Responsibilities
- Team Leadership: Lead a team of Engineers and Analysts, providing guidance mentoring, performance management. Foster a culture of continuous improvement.
- Process Improvement: Develop and refine processes that streamline workflows, reduce bottlenecks and increase overall velocity.
- Training and Support: Provide training and documentation to other team members on the effective use of existing toolsets and best practices. Act as primary point of contact for staff issues.
- Collaboration and Communication: Work closely with partner teams to understand their pain points and automation goals.

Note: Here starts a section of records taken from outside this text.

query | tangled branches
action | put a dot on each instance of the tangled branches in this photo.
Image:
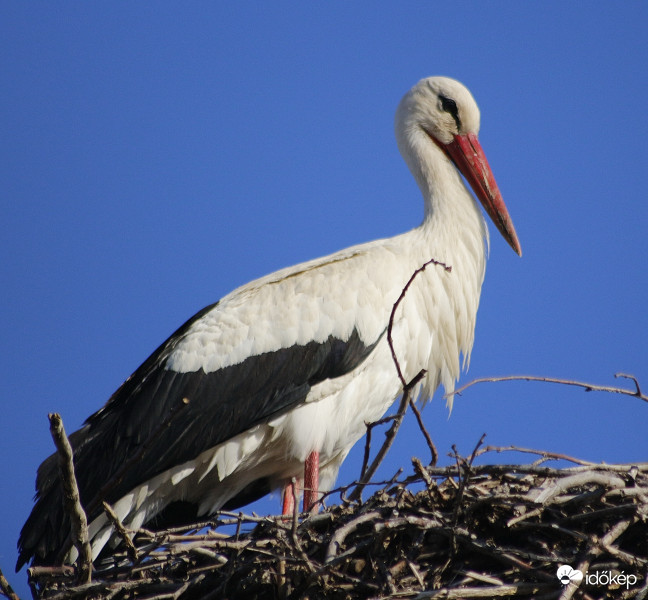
(462, 531)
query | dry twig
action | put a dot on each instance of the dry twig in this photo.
(78, 520)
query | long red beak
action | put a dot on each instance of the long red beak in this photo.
(466, 153)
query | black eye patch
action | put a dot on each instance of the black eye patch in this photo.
(450, 106)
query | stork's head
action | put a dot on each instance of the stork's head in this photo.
(440, 113)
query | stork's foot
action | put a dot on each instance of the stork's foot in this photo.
(291, 493)
(311, 482)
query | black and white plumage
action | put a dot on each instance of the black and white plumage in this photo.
(296, 362)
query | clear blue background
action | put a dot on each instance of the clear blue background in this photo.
(157, 155)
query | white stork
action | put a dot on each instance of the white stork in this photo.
(287, 370)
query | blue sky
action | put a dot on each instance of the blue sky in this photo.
(157, 155)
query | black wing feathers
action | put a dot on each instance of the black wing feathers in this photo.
(143, 418)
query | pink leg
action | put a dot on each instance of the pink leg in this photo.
(291, 491)
(311, 482)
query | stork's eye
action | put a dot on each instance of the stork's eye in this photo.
(450, 106)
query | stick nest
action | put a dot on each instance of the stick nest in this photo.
(462, 531)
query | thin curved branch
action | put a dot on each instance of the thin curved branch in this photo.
(588, 387)
(78, 519)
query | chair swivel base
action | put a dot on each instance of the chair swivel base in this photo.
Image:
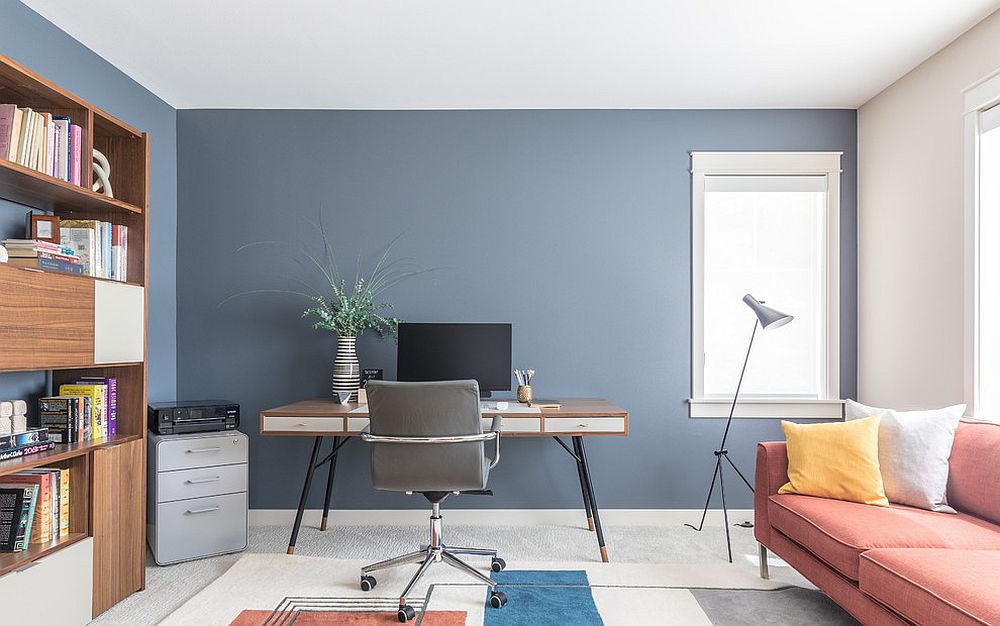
(434, 553)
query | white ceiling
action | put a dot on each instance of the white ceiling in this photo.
(512, 54)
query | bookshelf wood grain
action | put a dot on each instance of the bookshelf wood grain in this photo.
(47, 323)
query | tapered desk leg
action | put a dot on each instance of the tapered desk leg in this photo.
(310, 470)
(583, 488)
(329, 483)
(589, 485)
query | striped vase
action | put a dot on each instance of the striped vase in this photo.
(346, 369)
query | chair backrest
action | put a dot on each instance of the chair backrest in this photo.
(432, 409)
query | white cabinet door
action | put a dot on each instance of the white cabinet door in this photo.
(55, 590)
(119, 322)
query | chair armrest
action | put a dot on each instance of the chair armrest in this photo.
(771, 474)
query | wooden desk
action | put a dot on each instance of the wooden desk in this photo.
(577, 418)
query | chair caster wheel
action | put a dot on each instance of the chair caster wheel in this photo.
(498, 599)
(405, 613)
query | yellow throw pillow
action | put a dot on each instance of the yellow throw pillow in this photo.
(837, 460)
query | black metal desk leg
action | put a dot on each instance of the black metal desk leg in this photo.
(582, 452)
(310, 470)
(583, 487)
(329, 483)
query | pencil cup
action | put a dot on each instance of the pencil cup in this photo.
(524, 393)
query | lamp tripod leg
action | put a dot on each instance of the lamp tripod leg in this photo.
(708, 500)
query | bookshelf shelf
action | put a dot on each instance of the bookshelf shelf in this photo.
(41, 191)
(61, 453)
(62, 323)
(10, 561)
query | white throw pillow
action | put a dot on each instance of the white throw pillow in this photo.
(913, 452)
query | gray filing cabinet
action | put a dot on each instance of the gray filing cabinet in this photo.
(196, 498)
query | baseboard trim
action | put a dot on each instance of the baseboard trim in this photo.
(498, 517)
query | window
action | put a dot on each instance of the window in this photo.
(982, 122)
(766, 224)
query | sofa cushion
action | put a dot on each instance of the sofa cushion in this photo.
(974, 473)
(933, 586)
(838, 532)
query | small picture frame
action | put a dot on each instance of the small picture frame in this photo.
(43, 227)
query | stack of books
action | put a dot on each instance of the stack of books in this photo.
(29, 442)
(43, 255)
(50, 144)
(101, 246)
(82, 411)
(34, 507)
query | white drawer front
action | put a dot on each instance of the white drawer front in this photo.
(304, 424)
(118, 322)
(201, 452)
(55, 590)
(515, 424)
(584, 424)
(201, 482)
(357, 424)
(190, 529)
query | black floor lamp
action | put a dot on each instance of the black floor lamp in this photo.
(766, 318)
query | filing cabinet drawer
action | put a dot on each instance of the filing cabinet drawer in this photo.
(302, 424)
(201, 527)
(201, 482)
(584, 424)
(194, 452)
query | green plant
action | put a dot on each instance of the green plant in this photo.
(349, 308)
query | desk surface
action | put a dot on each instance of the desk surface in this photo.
(325, 416)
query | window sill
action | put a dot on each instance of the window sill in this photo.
(766, 408)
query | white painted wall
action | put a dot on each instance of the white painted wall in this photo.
(910, 223)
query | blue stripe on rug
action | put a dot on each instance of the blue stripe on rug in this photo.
(539, 597)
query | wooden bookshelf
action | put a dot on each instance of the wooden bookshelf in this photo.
(51, 321)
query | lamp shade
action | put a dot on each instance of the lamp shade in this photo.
(768, 317)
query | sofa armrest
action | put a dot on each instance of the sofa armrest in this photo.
(771, 474)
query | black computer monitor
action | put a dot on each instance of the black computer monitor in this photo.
(429, 352)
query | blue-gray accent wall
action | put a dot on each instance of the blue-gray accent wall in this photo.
(36, 43)
(572, 225)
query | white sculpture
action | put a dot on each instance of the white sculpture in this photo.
(102, 174)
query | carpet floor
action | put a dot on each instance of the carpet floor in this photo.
(169, 587)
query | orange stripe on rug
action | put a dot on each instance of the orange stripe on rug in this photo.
(251, 617)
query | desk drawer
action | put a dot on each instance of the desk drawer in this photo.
(198, 483)
(515, 424)
(584, 424)
(194, 452)
(304, 425)
(202, 527)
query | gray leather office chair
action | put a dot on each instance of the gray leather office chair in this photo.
(428, 438)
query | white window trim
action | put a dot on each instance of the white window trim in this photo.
(766, 163)
(978, 97)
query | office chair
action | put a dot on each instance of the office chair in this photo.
(428, 438)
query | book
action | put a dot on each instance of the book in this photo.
(17, 509)
(59, 415)
(81, 241)
(18, 440)
(7, 115)
(75, 139)
(34, 448)
(94, 392)
(42, 529)
(110, 388)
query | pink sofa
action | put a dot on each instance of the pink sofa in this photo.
(896, 565)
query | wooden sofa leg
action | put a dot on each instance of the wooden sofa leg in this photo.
(763, 562)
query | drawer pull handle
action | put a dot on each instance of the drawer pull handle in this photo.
(201, 481)
(207, 509)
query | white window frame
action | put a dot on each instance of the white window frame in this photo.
(827, 164)
(978, 97)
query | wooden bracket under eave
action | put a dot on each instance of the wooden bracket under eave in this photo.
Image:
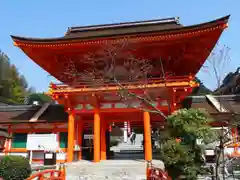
(95, 102)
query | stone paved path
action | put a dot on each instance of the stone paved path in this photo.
(110, 169)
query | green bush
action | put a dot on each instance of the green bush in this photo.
(15, 168)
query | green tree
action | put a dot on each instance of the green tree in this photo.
(185, 158)
(201, 90)
(13, 86)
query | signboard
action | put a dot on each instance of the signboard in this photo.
(46, 142)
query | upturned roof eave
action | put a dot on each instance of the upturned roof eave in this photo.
(169, 31)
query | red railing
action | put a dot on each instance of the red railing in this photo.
(154, 173)
(51, 174)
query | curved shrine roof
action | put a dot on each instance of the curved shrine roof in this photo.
(183, 49)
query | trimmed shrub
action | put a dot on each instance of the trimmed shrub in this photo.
(15, 168)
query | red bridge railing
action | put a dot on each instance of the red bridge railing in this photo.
(51, 174)
(155, 173)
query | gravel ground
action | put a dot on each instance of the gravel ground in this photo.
(110, 169)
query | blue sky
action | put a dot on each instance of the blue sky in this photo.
(51, 18)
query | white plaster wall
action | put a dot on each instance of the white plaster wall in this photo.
(40, 156)
(19, 154)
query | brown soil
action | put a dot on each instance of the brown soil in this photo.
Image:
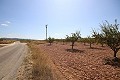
(83, 63)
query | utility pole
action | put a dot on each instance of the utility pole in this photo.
(46, 31)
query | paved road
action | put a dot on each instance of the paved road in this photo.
(11, 58)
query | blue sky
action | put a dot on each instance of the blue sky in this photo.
(27, 18)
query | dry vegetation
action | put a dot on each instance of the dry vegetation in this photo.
(84, 63)
(43, 67)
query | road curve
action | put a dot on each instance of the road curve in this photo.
(11, 57)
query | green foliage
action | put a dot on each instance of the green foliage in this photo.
(99, 38)
(73, 38)
(90, 41)
(50, 40)
(110, 35)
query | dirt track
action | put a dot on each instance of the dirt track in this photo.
(11, 57)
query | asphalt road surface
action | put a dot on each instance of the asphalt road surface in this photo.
(11, 57)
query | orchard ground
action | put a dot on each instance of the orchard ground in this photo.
(83, 63)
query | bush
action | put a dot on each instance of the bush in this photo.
(73, 38)
(111, 35)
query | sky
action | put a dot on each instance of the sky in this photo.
(27, 18)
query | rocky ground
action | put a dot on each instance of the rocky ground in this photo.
(82, 64)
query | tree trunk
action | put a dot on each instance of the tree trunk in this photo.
(90, 45)
(115, 55)
(102, 44)
(72, 45)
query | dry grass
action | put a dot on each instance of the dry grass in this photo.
(41, 64)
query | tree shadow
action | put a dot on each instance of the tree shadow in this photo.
(97, 48)
(111, 61)
(75, 50)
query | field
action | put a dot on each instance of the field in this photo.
(81, 64)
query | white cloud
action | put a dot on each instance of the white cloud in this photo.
(4, 24)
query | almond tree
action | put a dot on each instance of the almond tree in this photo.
(73, 38)
(111, 36)
(90, 41)
(50, 40)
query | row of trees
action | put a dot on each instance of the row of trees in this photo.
(109, 35)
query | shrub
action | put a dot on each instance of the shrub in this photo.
(50, 40)
(73, 38)
(111, 36)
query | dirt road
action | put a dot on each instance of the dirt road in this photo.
(11, 57)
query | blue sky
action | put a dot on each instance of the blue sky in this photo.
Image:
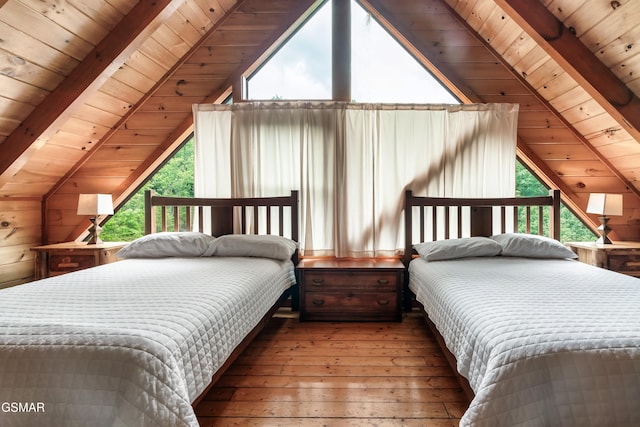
(382, 71)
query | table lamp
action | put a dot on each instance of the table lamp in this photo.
(603, 205)
(95, 205)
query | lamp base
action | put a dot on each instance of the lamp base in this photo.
(94, 232)
(604, 230)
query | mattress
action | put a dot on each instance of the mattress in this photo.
(542, 342)
(131, 343)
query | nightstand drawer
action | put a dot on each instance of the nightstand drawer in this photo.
(65, 263)
(350, 300)
(375, 280)
(61, 258)
(351, 290)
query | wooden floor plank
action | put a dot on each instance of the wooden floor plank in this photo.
(337, 374)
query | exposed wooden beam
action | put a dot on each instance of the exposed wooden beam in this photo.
(577, 60)
(341, 49)
(100, 64)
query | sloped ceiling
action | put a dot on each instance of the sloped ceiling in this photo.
(96, 94)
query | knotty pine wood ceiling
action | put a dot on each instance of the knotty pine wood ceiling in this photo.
(96, 94)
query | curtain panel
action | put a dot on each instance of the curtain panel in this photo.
(352, 162)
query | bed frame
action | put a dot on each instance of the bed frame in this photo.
(486, 217)
(482, 220)
(228, 216)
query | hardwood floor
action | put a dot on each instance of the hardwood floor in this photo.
(337, 374)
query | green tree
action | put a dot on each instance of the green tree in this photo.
(572, 229)
(175, 178)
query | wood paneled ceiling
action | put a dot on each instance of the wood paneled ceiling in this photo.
(96, 94)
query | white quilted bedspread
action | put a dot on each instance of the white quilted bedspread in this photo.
(131, 343)
(542, 342)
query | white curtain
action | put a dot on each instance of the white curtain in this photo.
(352, 162)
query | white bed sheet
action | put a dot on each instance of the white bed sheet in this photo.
(131, 343)
(542, 342)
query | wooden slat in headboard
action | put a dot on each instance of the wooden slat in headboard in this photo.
(222, 213)
(481, 215)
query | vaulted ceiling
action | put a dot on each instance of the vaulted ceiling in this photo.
(95, 94)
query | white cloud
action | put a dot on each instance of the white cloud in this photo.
(382, 70)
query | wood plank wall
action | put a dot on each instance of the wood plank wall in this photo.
(20, 230)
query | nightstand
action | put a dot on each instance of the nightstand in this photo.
(623, 257)
(351, 290)
(61, 258)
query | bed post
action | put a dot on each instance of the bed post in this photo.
(408, 247)
(149, 213)
(554, 217)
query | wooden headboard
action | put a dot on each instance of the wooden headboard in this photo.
(227, 215)
(483, 217)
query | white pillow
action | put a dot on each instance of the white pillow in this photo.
(253, 245)
(167, 244)
(458, 248)
(532, 246)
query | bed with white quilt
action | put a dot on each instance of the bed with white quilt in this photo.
(137, 342)
(539, 338)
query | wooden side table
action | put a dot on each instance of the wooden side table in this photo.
(61, 258)
(623, 257)
(351, 290)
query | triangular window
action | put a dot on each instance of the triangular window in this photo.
(382, 69)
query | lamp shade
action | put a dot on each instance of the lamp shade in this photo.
(95, 204)
(605, 204)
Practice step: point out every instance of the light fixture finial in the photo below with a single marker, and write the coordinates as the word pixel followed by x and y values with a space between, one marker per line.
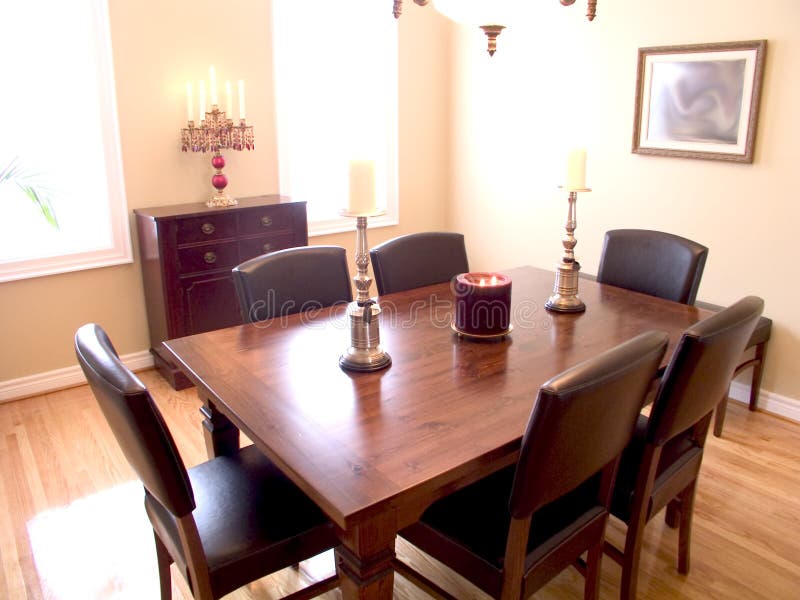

Work with teams to make them more efficient.
- Continuous Improvement: Participate in or lead continuous improvement projects driven by automation.
- On-Call Rotation: Participate in an on-call rotation as needed.
- Additional Duties: Perform any other activities as directed by management.
Knowledge and Experience
- Experience: 5+ years of experience as a people manager or in a team lead role with delegation duties in a technical environment.
- Strategic Thinking: Demonstrate ability to think strategically about business and product goals as well as technical challenges and staff workloads.
- Software Development: Prior experience with software development, infrastructure development, or operations.
- Scripting Languages: Strong proficiency in scripting languages such as Bash, Python, and/or PowerShell.
- Relational Databases: Experience with relational databases.
- Server Administration: Strong proficiency with Linux and Windows Server administration.
- Automation Frameworks: Experience in architecting automation frameworks with proficiency in tools such as Jenkins, Chef, Puppet, Ansible, or similar.
- Agile Methods: Experience with Agile methods (Scrum/Kanban) for organizing project deliverables and tracking progress (Jira).
- Version Control: Experience with Git and/or code repository services (BitBucket, GitHub, etc.).
- Cloud Services: Experience with open-source technologies and cloud services (AWS/Azure).
- Monitoring Tools: Experience with monitoring and alerting tools (Splunk, Nagios, BigPanda, PagerDuty).
- Infrastructure as Code: Experience with infrastructure as code (Terraform, CloudFormation).
- Container Technology: Knowledge of and exposure to container technology and orchestration is a plus.
- API Interaction: Experience interacting with REST APIs (GET/POST requests), webhooks, and API client tools (Postman).
- Problem-Solving: Excellent problem-solving and troubleshooting skills.
- Documentation: Process-oriented with great documentation skills (Confluence).
- Data Structures: Experience with data structures/formats such as XML, JSON, YAML, and HCL.
- Business Continuity: Experience with automation of business continuity/disaster recovery.
Preferred
- Production Operations: Experience with managing production operations, monitoring, alerting, notifications, etc.
- Coding Experience: Moderate experience with coding any combination of Perl, Ruby, Bash, PowerShell and Java + others.
- Scheduling Tools: Experience with Rundeck and/or Cisco Tidal Enterprise Scheduler.
- Monitoring Tools: Experience with BigPanda and PagerDuty.
- AI Ops: Experience with AI Ops.